Friday, April 23, 2010

Friday is the new Saturday

Since starting to work with my Dubai client about two months ago, BobOnARoll has gradually conformed his work habits to practices in the UAE, where the weekends are Fri & Sat, and Sunday is the beginning of the work week. If this assignment lasts through the summer, every Friday will be a getaway day, though am usually back on the phone and email traffic first thing Sunday morning. Fortunately, this will not interfere with my church-going, but there will be less time for cycling, tennis and golf.....oh well.

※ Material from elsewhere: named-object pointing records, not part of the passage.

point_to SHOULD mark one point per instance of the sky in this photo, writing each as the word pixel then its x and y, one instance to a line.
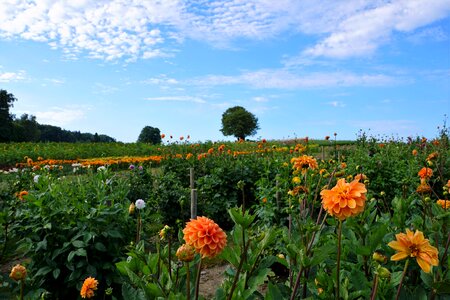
pixel 303 68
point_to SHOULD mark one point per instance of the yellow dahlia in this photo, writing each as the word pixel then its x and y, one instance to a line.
pixel 185 253
pixel 205 236
pixel 344 199
pixel 304 162
pixel 425 173
pixel 415 245
pixel 444 203
pixel 88 288
pixel 18 272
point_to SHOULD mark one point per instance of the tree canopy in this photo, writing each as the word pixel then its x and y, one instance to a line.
pixel 150 135
pixel 6 119
pixel 27 129
pixel 237 121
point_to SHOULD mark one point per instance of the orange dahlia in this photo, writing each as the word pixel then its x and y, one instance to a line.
pixel 444 203
pixel 185 253
pixel 415 245
pixel 205 236
pixel 304 162
pixel 423 188
pixel 88 288
pixel 21 195
pixel 425 173
pixel 345 199
pixel 18 272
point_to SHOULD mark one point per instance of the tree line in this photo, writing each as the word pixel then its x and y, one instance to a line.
pixel 27 129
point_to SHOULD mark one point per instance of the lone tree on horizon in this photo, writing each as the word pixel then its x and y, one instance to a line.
pixel 150 135
pixel 237 121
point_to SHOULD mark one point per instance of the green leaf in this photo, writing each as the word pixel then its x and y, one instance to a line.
pixel 244 220
pixel 43 271
pixel 322 253
pixel 273 292
pixel 78 244
pixel 100 247
pixel 358 280
pixel 114 233
pixel 56 273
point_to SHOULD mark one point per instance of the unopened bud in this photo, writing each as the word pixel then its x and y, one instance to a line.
pixel 185 253
pixel 18 272
pixel 377 256
pixel 383 272
pixel 131 208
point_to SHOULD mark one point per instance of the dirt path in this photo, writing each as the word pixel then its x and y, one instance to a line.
pixel 211 278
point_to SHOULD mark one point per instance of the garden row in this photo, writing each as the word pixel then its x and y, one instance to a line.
pixel 300 225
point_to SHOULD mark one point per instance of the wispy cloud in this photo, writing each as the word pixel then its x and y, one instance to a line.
pixel 101 88
pixel 284 79
pixel 388 127
pixel 59 116
pixel 177 98
pixel 362 32
pixel 135 29
pixel 12 76
pixel 336 103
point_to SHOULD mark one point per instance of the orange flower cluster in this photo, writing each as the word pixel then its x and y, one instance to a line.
pixel 432 156
pixel 425 173
pixel 185 253
pixel 345 199
pixel 21 194
pixel 304 162
pixel 18 272
pixel 415 245
pixel 205 236
pixel 96 162
pixel 88 288
pixel 444 203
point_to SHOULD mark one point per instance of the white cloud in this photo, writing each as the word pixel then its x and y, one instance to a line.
pixel 337 103
pixel 162 79
pixel 283 79
pixel 103 29
pixel 134 29
pixel 177 98
pixel 260 99
pixel 100 88
pixel 12 76
pixel 362 32
pixel 59 116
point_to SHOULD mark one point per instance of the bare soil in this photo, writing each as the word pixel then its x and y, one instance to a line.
pixel 211 278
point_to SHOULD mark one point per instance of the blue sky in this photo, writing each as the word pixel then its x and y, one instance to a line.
pixel 304 68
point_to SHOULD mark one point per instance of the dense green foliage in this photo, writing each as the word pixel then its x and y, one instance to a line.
pixel 74 220
pixel 27 129
pixel 150 135
pixel 239 122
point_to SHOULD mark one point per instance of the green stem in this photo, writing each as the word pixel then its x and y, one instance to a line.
pixel 22 285
pixel 338 268
pixel 401 280
pixel 238 271
pixel 197 280
pixel 373 295
pixel 170 263
pixel 188 282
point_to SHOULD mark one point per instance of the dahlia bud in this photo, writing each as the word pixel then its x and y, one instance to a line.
pixel 377 256
pixel 18 272
pixel 185 253
pixel 131 208
pixel 383 272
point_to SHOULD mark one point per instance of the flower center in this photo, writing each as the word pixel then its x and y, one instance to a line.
pixel 414 251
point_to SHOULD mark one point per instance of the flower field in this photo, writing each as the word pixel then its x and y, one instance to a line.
pixel 292 220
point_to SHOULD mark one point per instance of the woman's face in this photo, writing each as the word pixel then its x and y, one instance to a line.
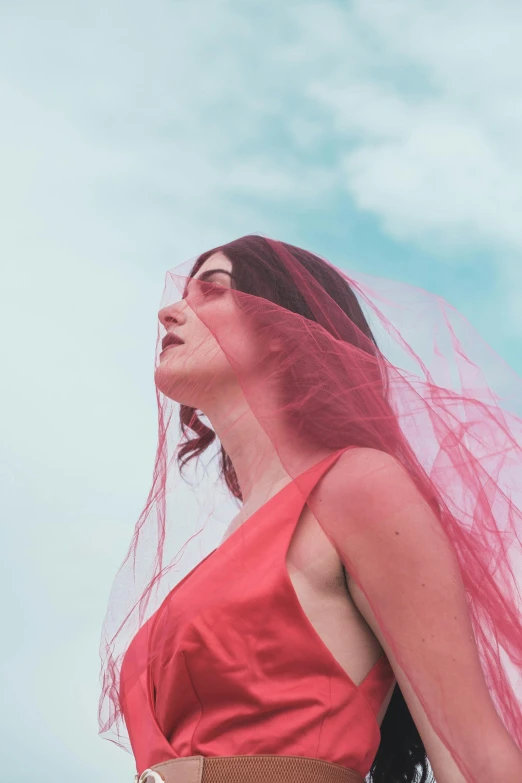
pixel 198 371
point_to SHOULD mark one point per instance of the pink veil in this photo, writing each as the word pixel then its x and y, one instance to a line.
pixel 424 391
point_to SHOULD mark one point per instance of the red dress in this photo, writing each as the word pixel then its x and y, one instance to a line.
pixel 244 671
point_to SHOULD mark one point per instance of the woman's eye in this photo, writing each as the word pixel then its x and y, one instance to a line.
pixel 214 291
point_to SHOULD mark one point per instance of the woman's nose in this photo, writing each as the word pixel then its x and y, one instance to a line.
pixel 172 314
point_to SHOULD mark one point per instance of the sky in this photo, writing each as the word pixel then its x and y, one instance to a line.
pixel 382 134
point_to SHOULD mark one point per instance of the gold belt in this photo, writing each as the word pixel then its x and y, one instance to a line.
pixel 248 769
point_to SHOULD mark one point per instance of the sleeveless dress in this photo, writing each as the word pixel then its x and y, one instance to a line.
pixel 244 671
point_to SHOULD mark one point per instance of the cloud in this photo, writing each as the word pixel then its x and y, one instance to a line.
pixel 136 135
pixel 432 121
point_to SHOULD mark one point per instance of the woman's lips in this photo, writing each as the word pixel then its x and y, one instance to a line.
pixel 172 345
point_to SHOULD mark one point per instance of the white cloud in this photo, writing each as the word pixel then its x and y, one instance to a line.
pixel 432 125
pixel 135 135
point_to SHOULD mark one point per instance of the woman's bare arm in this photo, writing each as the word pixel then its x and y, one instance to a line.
pixel 398 558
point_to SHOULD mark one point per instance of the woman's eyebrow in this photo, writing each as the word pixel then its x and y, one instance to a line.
pixel 205 275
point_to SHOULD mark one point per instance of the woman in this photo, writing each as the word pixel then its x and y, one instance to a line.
pixel 351 620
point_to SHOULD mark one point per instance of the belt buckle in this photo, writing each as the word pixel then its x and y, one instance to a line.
pixel 149 776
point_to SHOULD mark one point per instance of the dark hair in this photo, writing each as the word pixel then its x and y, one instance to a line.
pixel 258 270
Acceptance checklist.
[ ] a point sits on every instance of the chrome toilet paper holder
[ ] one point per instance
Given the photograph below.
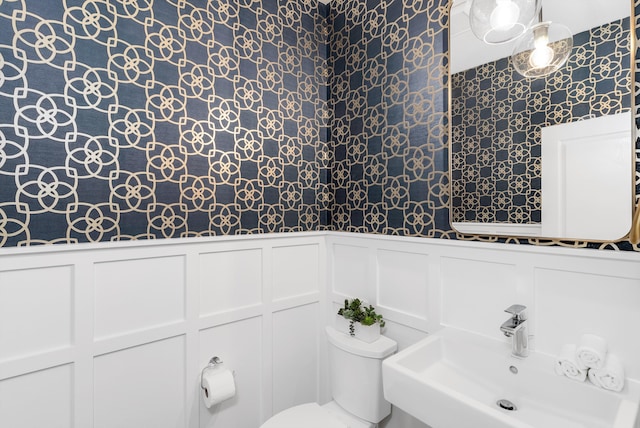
(213, 363)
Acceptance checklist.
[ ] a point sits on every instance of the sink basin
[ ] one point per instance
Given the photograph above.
(454, 379)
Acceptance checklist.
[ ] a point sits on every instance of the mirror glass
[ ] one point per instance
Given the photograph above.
(550, 157)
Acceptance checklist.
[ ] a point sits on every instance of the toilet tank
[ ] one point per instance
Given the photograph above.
(356, 374)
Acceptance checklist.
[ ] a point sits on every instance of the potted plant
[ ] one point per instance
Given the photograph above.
(363, 321)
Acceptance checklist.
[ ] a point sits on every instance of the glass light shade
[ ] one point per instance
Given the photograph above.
(543, 49)
(501, 21)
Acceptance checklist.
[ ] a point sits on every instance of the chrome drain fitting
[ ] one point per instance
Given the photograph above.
(506, 405)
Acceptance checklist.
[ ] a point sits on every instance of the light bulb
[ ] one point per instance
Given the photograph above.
(504, 16)
(542, 55)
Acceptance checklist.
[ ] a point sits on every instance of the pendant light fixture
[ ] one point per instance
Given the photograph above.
(543, 49)
(501, 21)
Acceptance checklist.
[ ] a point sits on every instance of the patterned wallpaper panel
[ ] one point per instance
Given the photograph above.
(161, 118)
(388, 81)
(497, 116)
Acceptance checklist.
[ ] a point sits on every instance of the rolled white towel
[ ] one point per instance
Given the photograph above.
(591, 352)
(566, 364)
(611, 376)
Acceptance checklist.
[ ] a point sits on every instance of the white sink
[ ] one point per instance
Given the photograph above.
(454, 379)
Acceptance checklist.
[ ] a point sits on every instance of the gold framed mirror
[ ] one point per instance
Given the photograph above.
(552, 157)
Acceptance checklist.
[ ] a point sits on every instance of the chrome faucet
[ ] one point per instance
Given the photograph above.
(516, 328)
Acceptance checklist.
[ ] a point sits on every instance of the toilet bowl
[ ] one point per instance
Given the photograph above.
(312, 415)
(352, 364)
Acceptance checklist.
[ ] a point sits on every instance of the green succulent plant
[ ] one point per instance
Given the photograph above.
(354, 311)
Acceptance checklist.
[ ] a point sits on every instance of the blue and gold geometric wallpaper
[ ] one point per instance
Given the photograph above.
(161, 118)
(388, 84)
(148, 119)
(497, 116)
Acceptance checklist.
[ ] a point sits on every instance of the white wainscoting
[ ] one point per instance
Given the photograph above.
(420, 284)
(115, 335)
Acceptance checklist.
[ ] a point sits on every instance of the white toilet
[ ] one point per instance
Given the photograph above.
(356, 387)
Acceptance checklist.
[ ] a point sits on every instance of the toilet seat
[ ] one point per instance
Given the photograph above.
(309, 415)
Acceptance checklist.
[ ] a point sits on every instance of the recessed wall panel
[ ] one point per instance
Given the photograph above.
(295, 271)
(350, 270)
(39, 399)
(403, 282)
(569, 304)
(295, 356)
(35, 311)
(476, 293)
(230, 280)
(138, 294)
(142, 386)
(245, 358)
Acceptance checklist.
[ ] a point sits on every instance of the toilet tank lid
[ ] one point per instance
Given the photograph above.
(381, 348)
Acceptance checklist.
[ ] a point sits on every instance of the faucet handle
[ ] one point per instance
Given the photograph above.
(519, 312)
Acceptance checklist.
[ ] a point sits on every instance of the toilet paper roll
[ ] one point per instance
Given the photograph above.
(217, 385)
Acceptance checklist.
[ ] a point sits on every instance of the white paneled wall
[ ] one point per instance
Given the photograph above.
(421, 284)
(115, 335)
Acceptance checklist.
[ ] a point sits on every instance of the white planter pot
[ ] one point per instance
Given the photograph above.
(342, 324)
(367, 333)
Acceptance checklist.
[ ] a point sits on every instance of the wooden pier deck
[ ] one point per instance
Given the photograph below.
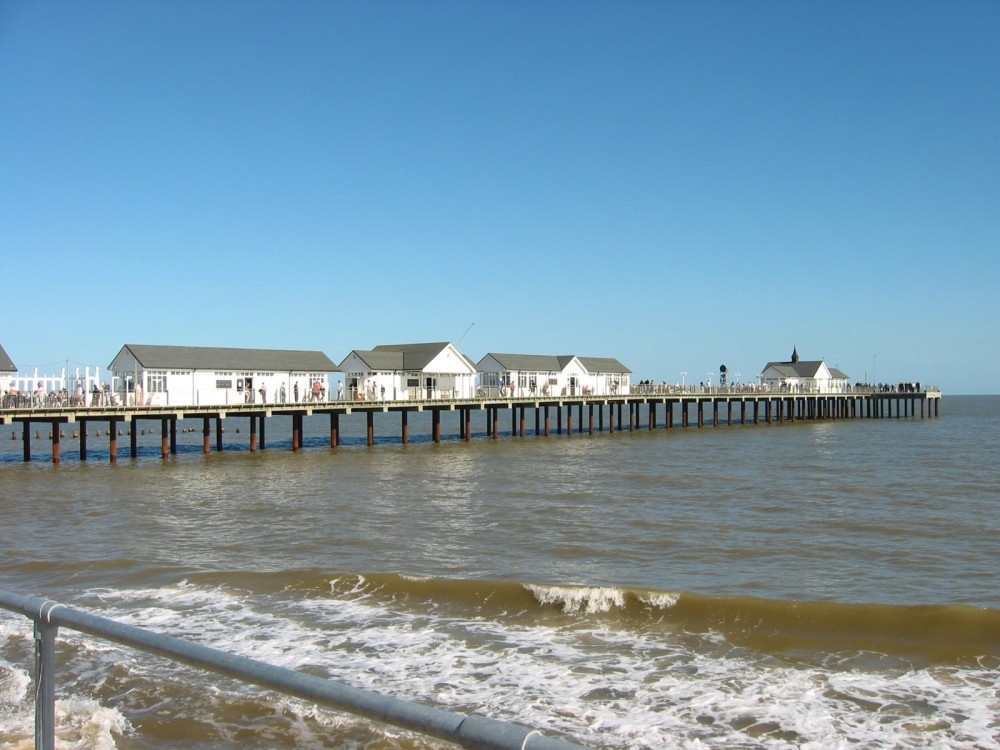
(593, 413)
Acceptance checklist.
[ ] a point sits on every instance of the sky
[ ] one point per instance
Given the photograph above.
(678, 185)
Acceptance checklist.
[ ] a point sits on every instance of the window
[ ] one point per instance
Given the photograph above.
(157, 380)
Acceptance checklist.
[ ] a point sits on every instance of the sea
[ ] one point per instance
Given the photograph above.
(816, 584)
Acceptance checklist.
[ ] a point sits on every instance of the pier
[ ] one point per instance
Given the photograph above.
(564, 415)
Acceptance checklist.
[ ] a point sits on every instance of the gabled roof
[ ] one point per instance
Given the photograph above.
(795, 369)
(529, 362)
(404, 357)
(153, 357)
(6, 364)
(603, 364)
(414, 356)
(554, 363)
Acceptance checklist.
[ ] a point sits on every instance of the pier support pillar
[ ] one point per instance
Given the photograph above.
(56, 452)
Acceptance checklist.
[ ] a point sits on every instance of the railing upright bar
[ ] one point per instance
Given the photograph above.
(45, 685)
(466, 730)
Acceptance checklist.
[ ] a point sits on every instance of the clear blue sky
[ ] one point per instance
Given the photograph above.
(675, 184)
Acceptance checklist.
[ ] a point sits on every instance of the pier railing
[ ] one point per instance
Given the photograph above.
(465, 730)
(104, 400)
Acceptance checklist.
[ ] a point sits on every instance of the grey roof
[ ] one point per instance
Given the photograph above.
(554, 363)
(529, 362)
(413, 356)
(6, 364)
(403, 357)
(603, 364)
(800, 369)
(220, 358)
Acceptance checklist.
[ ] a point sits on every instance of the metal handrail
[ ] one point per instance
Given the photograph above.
(465, 730)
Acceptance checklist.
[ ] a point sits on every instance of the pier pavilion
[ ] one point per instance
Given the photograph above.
(551, 375)
(153, 375)
(7, 365)
(398, 372)
(572, 415)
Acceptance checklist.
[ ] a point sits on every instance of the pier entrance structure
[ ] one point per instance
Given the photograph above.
(796, 376)
(407, 372)
(7, 365)
(560, 415)
(159, 376)
(531, 375)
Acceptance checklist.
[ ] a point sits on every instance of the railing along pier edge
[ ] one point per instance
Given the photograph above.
(465, 730)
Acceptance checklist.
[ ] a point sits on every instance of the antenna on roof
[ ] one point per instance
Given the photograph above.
(464, 334)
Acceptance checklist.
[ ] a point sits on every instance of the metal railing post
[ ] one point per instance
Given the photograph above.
(467, 730)
(45, 684)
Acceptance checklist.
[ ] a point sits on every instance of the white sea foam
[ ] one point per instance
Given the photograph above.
(585, 599)
(660, 600)
(596, 683)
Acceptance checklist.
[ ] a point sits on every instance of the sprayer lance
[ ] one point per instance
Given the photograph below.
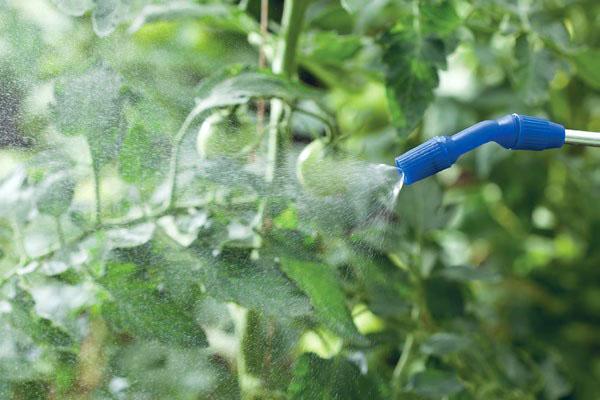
(514, 132)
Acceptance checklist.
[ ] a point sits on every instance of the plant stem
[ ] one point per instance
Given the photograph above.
(284, 63)
(398, 374)
(96, 169)
(174, 163)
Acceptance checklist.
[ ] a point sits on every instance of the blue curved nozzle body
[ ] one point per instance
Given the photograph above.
(516, 132)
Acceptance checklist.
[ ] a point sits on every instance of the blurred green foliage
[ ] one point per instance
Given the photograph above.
(132, 268)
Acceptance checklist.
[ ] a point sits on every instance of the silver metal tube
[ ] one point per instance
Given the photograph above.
(582, 137)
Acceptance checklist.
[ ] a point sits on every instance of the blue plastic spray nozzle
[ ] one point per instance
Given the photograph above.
(515, 132)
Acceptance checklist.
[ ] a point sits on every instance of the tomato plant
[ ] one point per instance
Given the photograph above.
(191, 205)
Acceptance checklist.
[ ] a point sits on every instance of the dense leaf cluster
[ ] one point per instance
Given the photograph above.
(133, 268)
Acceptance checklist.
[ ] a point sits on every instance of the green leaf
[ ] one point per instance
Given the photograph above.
(55, 194)
(434, 384)
(41, 330)
(139, 162)
(587, 62)
(337, 378)
(421, 206)
(157, 371)
(465, 273)
(320, 283)
(444, 343)
(91, 105)
(256, 285)
(413, 53)
(14, 200)
(224, 90)
(352, 6)
(131, 236)
(75, 8)
(107, 15)
(139, 309)
(267, 348)
(232, 16)
(330, 47)
(535, 72)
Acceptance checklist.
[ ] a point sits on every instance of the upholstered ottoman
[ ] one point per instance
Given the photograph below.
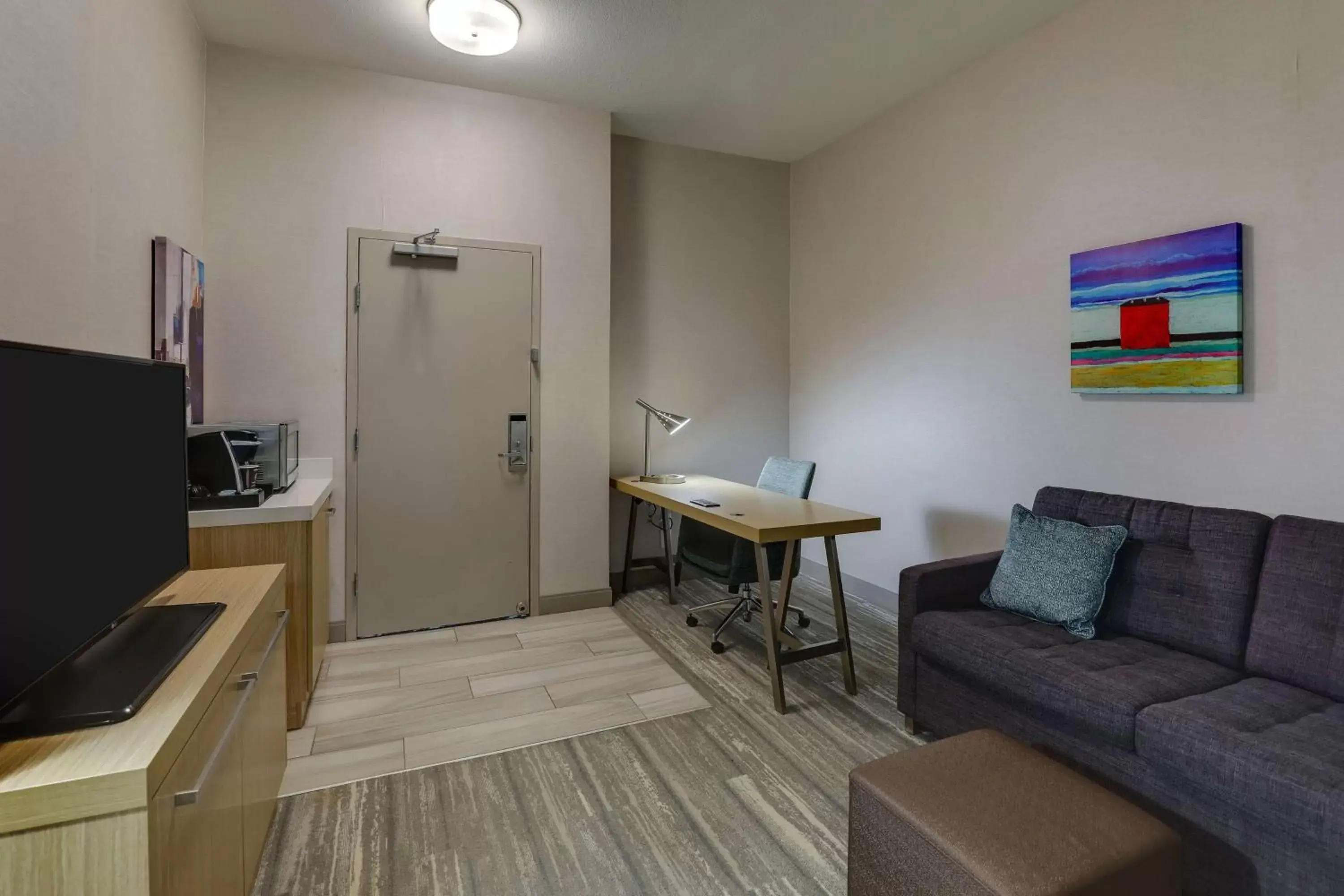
(982, 813)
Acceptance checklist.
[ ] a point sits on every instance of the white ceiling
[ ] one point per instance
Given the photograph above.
(765, 78)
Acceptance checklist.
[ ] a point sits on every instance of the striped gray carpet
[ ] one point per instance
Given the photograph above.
(729, 800)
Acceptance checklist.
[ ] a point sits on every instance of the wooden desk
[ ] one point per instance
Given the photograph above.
(761, 517)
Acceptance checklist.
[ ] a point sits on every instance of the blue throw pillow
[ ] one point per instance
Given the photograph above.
(1055, 571)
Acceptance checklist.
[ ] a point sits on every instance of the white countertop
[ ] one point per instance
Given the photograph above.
(299, 504)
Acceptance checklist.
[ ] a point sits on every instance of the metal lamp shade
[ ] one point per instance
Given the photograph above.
(670, 422)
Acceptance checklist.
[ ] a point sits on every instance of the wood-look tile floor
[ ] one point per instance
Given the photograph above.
(405, 702)
(728, 800)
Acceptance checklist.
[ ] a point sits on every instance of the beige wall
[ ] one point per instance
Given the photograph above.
(101, 150)
(930, 273)
(699, 314)
(297, 154)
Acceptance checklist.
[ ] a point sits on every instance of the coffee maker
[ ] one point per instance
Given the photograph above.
(222, 472)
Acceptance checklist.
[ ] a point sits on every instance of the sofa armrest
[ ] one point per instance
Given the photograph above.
(943, 585)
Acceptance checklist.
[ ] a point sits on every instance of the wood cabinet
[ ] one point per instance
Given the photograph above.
(178, 800)
(303, 547)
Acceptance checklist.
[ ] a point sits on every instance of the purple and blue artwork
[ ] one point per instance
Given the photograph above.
(1159, 316)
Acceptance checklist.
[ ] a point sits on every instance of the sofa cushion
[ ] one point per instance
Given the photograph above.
(1273, 750)
(1187, 575)
(1297, 630)
(1097, 685)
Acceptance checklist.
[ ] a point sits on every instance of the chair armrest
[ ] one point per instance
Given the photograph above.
(943, 585)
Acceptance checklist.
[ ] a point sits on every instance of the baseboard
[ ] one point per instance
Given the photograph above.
(858, 587)
(576, 601)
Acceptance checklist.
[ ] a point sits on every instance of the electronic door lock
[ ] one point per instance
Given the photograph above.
(518, 444)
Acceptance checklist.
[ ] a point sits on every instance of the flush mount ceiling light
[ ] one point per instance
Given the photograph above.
(476, 27)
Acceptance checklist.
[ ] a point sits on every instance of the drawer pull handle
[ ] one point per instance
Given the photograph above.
(271, 648)
(190, 797)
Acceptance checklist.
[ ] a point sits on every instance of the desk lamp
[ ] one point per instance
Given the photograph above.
(671, 422)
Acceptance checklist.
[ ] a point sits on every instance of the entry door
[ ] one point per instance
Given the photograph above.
(444, 389)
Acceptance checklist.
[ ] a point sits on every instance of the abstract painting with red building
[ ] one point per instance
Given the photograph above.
(1159, 316)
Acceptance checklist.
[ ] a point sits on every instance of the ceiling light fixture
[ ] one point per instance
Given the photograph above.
(475, 27)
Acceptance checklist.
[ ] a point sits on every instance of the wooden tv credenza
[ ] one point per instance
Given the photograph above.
(177, 800)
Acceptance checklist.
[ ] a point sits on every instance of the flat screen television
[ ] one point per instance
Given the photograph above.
(93, 523)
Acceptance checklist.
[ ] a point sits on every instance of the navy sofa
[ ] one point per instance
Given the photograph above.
(1211, 695)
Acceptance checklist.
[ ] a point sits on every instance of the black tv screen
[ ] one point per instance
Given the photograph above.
(93, 499)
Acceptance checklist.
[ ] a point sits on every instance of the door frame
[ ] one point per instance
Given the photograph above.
(353, 237)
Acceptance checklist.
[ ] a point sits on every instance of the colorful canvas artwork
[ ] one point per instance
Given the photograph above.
(1159, 316)
(178, 328)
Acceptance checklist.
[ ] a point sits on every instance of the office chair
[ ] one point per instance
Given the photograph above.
(732, 560)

After a few odds and ends handled this morning, met Paulo and Barbara for lunch in midtown and then spent a few hours with them at MOMA. Had been looking forward to the William Kentridge show since I saw his The Nose at the Met, as well as the Cartier-Bresson photo exhibition. Plus, everyone has been buzzing about the Marina Abramovic performance art piece, where she sits silently and motionless all day on a chair at a plain wooden table in the center of the exhibition space, and the audience is allowed to sit opposite her, one at a time, and stare back, or engage in whatever activity suits them, I suppose. Here's a live videolink to the exhibition:

The Kentridge work is brilliant, and especially so when considering that the animations exist only in the final work itself---meaning that it's not a sequence of finished drawings that are filmed and knitted together seamlessly, rather the herky-jerky nature of the work stems from the fact that the viewer sees the organic creation unfold as the artist does----he erases and re-draws on the same plane over and over. Here's an example of one of my favorites: http://moma.org/interactives/exhibitions/2010/williamkentridge/flash/index.html#15

The Abramovic show was split in two parts: the 'main event' on the second floor and smaller scale live and filmed vignettes on the sixth. Nude! nude! nude! on 6. But the main floor space struck me as almost sacred space. In spite of the crowds milling about, a total serene silence enveloped the rectangular space dividing us from her and her 'guest' . Clothed in a full elegant red velvet gown, Abramovic appeared as a high priestess in a setting of pure eyes-wide-open contemplation. The only feasible response, it seemed to me, was for the person sitting opposite her to adopt the same silent, motionless stare. Most do. I was curious about how she determined the dimensions of the performance space----the sense of paired intimacy and distance being a function of the geometry, as well as the lighting.